/
___ ___ (___
| )| )|___ | )
|__/ |__/ __/ | /
|
A Realtime Ruby web application toolkit
Push is both a Rack application and Javascript that makes building scalable real-time web applications possible.
socket.io attempts to store connection state per node instance. Push makes no attempt to store connection state.
Also, socket.io attempts to abstract a low-latency full-duplex port. Push assumes that its impossible to simulate this in older web browsers that don't support WebSockets. As such, Push focuses on low-latency server-to-client connections and encourages the use of HTTP transports for client-to-server communications.
Finally, push attempts to solve data consistency issues and authentication by encourage the use of proxying to the web application.
First, you'll need to install RabbitMQ. In the future, Push may support multiple backends, but for now we use RabbitMQ. Fire up that daemon and we'll setup the server.
The consumer is the web server that your client connects to for real-time updates. Create a config.ru file with the following:
require 'rubygems'
require 'push'
run Push::Transport::Dispatcher.new do |config|
config.timeout = 20
# Extract the consumer ID from the HTTP session. This could be a cookie
# query param, or whatever.
config.consumer = Proc.new do |env|
Push::Consumer.new(env['HTTP_CONSUMER_ID'])
end
# Use the /url/path for the queue channel. You could change this to a query
# param, or whatever
config.channel = Proc.new do |env|
env['PATH_INFO']
end
end
Now run the config.ru file in a server that supports async Rack callbacks (like thin or rainbows)
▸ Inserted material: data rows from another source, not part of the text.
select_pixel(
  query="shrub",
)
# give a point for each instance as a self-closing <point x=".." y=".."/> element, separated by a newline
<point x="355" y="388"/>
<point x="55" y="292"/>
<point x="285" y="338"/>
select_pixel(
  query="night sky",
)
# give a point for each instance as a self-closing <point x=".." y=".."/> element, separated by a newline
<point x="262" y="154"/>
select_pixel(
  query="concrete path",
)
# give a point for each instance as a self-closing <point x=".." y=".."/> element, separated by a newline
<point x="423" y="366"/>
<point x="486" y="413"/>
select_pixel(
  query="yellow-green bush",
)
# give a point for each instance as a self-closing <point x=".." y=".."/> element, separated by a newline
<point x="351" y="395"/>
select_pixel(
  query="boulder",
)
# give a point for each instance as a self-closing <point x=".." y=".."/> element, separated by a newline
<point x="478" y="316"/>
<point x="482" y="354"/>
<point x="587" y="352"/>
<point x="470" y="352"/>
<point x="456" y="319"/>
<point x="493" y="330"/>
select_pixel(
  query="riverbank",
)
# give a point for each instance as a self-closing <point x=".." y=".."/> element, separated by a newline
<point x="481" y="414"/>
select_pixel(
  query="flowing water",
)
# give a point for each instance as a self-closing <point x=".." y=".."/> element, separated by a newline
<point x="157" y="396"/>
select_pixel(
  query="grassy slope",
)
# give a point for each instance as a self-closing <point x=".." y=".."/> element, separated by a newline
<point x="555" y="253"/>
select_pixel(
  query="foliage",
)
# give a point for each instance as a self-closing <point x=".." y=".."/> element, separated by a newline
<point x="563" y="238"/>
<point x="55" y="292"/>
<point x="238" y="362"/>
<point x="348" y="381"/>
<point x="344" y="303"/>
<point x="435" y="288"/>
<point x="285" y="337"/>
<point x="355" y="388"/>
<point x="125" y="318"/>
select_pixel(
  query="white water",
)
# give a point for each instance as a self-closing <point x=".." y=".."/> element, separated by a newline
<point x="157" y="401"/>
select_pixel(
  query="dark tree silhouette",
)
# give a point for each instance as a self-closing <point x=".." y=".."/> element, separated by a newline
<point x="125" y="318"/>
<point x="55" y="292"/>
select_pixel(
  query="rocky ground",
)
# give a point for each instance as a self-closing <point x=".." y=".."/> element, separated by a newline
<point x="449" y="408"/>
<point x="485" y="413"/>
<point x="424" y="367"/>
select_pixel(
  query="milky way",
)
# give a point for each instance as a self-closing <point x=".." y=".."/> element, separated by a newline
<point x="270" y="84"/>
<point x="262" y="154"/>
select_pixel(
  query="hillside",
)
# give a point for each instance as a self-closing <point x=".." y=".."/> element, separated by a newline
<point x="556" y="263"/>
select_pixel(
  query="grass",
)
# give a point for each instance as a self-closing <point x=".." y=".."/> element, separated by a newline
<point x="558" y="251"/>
thin -R config.ru -p 4000 start
Lets test the producer! Open two terminal windows. In one window, curl the consumer server:
curl "http://localhost:4000/"
Then run the following script in another terminal:
require 'rubygems'
require 'push'
Push::Producer.new.publish('hi there!').to('/greetings')
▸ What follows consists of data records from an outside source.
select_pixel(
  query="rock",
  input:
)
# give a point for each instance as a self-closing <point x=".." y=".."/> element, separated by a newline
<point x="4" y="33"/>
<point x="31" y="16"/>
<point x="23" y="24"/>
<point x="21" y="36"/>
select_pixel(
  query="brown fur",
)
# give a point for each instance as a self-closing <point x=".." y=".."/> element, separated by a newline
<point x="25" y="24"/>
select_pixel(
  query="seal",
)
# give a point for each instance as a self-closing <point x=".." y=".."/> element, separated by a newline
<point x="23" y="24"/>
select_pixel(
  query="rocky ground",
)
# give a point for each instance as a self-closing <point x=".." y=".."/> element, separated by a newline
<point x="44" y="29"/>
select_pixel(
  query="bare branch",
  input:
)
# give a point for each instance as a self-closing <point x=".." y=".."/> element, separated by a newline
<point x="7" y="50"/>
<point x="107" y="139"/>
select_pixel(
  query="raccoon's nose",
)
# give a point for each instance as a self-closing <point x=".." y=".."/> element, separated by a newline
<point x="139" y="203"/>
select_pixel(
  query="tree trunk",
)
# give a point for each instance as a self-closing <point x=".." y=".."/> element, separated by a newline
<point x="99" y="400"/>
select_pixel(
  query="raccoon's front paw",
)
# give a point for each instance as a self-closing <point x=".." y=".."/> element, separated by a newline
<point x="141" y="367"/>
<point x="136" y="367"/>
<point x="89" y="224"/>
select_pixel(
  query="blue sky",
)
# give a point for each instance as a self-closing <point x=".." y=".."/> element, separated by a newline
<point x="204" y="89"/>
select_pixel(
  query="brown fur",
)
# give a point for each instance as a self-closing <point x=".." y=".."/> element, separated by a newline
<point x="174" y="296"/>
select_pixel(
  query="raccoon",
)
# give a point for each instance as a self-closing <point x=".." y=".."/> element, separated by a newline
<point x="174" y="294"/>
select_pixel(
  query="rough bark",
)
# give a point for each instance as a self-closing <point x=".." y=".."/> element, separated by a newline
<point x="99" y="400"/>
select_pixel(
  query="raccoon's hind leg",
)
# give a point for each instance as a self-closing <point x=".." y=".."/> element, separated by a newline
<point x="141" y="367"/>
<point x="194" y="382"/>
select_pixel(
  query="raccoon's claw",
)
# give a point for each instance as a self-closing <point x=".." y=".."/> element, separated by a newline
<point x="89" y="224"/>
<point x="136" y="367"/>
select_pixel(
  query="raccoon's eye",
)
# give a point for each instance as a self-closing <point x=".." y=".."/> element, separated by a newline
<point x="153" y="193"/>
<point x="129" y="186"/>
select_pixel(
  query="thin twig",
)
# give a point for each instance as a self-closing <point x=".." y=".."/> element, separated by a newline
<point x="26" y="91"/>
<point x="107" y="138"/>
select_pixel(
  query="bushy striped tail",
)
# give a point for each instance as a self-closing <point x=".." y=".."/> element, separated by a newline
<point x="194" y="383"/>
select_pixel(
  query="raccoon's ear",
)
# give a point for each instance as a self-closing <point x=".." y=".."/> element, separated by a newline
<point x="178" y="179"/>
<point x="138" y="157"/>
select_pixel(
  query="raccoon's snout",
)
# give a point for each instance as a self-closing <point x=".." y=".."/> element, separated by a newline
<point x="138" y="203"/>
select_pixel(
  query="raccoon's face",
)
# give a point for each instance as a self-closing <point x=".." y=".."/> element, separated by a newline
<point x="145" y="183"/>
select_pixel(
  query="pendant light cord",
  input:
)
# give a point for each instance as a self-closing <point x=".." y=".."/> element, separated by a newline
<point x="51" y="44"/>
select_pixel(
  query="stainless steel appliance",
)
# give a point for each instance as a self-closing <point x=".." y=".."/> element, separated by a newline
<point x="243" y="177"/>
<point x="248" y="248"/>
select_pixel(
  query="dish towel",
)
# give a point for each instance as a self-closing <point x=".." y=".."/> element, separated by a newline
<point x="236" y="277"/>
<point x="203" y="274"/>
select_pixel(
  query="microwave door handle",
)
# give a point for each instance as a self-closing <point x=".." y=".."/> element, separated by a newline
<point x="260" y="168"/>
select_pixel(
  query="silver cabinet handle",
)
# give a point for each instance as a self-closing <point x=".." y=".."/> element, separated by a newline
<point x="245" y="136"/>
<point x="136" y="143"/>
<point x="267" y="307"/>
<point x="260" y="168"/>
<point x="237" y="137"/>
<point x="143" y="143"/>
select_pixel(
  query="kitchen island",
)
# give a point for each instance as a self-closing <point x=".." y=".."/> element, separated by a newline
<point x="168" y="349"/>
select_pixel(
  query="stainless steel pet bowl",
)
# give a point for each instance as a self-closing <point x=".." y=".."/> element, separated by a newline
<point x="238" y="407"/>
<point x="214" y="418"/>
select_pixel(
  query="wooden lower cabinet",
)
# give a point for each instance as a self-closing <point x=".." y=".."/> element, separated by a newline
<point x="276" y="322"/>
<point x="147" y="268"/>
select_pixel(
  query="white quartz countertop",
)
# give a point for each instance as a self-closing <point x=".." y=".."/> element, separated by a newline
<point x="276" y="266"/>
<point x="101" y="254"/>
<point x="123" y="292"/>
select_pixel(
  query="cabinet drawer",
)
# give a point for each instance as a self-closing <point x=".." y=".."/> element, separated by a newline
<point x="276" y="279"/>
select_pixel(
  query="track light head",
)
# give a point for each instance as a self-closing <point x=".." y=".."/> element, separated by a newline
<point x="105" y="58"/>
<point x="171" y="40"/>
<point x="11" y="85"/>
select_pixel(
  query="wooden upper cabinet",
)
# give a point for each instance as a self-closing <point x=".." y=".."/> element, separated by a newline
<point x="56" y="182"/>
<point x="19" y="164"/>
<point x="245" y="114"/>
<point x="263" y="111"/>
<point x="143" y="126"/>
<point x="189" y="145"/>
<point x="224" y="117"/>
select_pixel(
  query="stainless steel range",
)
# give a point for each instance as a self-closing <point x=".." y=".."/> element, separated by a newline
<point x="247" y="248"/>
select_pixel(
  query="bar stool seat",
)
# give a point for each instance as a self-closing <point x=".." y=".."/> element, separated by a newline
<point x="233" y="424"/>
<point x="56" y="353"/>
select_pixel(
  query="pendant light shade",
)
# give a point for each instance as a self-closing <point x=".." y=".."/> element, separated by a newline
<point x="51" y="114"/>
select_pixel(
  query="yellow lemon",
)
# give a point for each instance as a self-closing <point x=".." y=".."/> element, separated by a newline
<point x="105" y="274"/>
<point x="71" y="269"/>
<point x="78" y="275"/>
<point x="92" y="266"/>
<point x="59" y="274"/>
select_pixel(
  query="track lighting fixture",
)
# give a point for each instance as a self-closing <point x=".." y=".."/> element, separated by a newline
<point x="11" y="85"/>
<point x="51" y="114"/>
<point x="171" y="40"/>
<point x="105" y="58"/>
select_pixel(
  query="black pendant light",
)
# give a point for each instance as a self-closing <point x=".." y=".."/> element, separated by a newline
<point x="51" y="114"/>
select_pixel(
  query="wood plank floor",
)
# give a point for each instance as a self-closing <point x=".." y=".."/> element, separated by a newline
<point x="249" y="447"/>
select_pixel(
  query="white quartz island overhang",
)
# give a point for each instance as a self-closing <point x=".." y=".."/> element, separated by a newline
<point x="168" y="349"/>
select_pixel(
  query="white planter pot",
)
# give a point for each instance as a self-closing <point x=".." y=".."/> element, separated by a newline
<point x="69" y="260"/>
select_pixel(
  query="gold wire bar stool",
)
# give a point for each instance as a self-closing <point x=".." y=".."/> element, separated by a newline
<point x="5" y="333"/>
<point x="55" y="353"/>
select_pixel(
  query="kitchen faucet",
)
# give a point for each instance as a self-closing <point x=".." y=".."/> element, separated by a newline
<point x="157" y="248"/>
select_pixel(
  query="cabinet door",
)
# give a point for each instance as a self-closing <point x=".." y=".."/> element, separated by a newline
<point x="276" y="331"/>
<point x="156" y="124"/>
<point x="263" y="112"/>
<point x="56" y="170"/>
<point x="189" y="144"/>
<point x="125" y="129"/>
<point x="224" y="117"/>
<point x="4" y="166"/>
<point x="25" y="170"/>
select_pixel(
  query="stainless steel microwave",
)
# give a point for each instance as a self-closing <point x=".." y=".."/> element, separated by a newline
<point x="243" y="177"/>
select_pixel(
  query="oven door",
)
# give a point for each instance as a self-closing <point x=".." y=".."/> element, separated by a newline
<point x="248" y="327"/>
In your browser be sure to include these files, in this specific order:
- flash/swfobject.js
- flash/FABridge.js
- flash/web_socket.js
- helper.js
- push/transport.js
- push/long_poll.js
- push/web_socket.js
- push/client.js
Then in your browser create a new Push Client object like so:
# Handlers
onMessage = (json) ->
# Handle a message pushed from the server!
onConnected = ->
onDisconnected = ->
onError = ->
urls =
websocket: 'http://some_websocket_url.com'
longpoll: 'http://some_longpoll_url.com'
# Misc options for transports
options =
timeout: 5000
# URL params
params =
sid: 123
# Chained initializer
new Push.Client()
.url(urls)
.params(params)
.message(onMessage)
.options(options)
.connected(onConnected)
.disconnected(onDisconnected)
.connect()
Viola! The curl script will return 'hi there!'
Now you're on your way to building real-time web applications.